Божия власть в отличие от человеческой не убивает и не связывает свободы человека, но освобождает, воспитывает свободу и совершенствует ее, лечит Любовью и Истиной. Логосом Божиим освобожденный человек высоко поднимается над преходящими властями и явлениями этого мира. И можно слышать, как Истина, окрыляя последнюю свободу человека, гремит в грозных событиях земли и тихо склоняется над верной душой, напояя ее ведением тех тайн, которые нельзя «поведать врагам» - даже тем, кто хочет быть другом, но еще не стал им.

Архиепископ Иоанн (в миру князь Дмитрий Алексеевич Шаховской ; 23 августа (19020823 ) , Москва - 30 мая , Санта-Барбара , Калифорния , США) - епископ Православной церкви в Америке , архиепископ Сан-Францисский и Западно-Американский. Проповедник, писатель, поэт.

Биография

Семья, детство, юность

Служение в Германии

1 апреля 1932 года был назначен настоятелем Свято-Владимирской церкви в Берлине . Митрополит Евлогий вспоминал об этом времени, что

приход возглавил о. Иоанн Шаховской, человек даровитый, высокого аскетического склада, подвижнического духа, пламенный миссионерский проповедник. Он привлёк сердца; приход ожил и процвёл.

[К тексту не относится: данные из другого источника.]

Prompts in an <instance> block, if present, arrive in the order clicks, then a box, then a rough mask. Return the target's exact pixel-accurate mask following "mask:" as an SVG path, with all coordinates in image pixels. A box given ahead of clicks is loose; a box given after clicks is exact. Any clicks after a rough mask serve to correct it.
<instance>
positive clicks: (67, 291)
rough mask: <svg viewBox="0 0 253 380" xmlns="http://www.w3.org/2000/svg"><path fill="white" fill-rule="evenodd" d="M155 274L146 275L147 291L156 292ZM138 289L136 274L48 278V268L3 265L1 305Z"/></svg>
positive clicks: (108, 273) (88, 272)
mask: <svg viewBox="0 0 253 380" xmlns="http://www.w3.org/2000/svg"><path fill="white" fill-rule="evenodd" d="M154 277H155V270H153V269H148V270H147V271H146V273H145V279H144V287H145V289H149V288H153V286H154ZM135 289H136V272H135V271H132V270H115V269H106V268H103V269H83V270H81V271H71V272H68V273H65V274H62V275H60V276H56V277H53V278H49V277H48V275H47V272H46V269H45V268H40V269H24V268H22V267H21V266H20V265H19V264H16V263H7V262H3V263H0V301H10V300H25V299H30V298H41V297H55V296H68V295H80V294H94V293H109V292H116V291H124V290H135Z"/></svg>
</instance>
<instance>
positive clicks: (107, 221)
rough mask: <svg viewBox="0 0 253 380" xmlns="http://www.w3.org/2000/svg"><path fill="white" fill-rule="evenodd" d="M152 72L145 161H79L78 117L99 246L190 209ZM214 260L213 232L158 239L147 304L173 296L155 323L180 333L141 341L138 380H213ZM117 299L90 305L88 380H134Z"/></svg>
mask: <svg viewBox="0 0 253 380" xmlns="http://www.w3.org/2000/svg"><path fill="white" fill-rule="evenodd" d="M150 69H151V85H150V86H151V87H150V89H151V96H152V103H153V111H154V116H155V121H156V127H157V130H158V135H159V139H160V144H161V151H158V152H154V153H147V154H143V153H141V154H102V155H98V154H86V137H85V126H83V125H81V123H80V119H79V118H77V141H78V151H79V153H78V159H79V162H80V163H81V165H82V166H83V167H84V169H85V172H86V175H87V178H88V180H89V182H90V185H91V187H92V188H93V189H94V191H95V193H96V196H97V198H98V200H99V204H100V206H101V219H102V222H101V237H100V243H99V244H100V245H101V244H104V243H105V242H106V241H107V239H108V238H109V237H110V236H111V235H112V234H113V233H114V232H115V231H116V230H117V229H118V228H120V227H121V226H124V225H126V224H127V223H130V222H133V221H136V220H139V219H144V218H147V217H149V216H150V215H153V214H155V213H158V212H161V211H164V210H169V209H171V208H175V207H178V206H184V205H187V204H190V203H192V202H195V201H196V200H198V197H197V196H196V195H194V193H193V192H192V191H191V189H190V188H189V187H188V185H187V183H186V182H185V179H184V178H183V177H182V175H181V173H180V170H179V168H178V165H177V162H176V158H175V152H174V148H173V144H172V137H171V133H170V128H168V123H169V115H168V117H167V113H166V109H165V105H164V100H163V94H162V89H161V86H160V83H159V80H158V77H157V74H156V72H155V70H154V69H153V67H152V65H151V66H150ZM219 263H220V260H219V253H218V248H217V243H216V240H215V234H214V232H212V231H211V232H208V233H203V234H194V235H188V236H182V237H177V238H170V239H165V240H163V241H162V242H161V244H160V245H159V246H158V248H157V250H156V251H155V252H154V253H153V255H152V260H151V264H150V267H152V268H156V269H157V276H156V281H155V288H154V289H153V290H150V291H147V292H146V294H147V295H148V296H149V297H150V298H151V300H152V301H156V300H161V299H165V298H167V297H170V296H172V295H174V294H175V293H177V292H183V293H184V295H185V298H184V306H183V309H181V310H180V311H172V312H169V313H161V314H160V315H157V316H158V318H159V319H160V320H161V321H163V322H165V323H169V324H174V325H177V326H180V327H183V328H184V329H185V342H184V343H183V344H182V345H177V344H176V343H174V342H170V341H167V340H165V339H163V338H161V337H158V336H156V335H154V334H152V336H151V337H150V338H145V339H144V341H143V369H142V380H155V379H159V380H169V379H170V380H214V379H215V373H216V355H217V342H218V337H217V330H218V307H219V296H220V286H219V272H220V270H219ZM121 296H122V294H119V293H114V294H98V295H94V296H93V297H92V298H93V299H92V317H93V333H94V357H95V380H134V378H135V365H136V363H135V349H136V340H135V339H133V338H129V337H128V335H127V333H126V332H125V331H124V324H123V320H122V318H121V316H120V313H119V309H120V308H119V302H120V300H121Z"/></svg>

Сам архиепископ Иоанн вспоминал об этом периоде своей жизни:

Мой берлинский приход св. кн. Владимира был не только местом моей приходской работы, но … стал центром работы печатной, миссионерской и благовестнической. За эти годы пришлось издать много книг и посетить все, кроме Албании , страны Европы со словом благовествования людям русского рассеяния. Особенно утешительными и плодотворными были мои лекционные поездки в Латвию , Эстонию и Финляндию , где оставалось коренное русское население.

Издавал и редактировал журнал «За Церковь», основал одноимённое православное издательство. В 1937 был духовным руководителем добровольческой русской роты в рядах армии генерала Франсиско Франко во время гражданской войны в Испании . Деятельность «евлогианских» приходов в Германии вызывала негативное отношение со стороны нацистских властей, считавших их недостаточно лояльными и предпочитавших контактировать с РПЦЗ. Однако он отказался вновь менять юрисдикцию, хотя и был вынужден в 1942 году войти в состав епархиального совета Германской епархии РПЦЗ как представитель приходов, оставшихся в ведении митрополита Евлогия.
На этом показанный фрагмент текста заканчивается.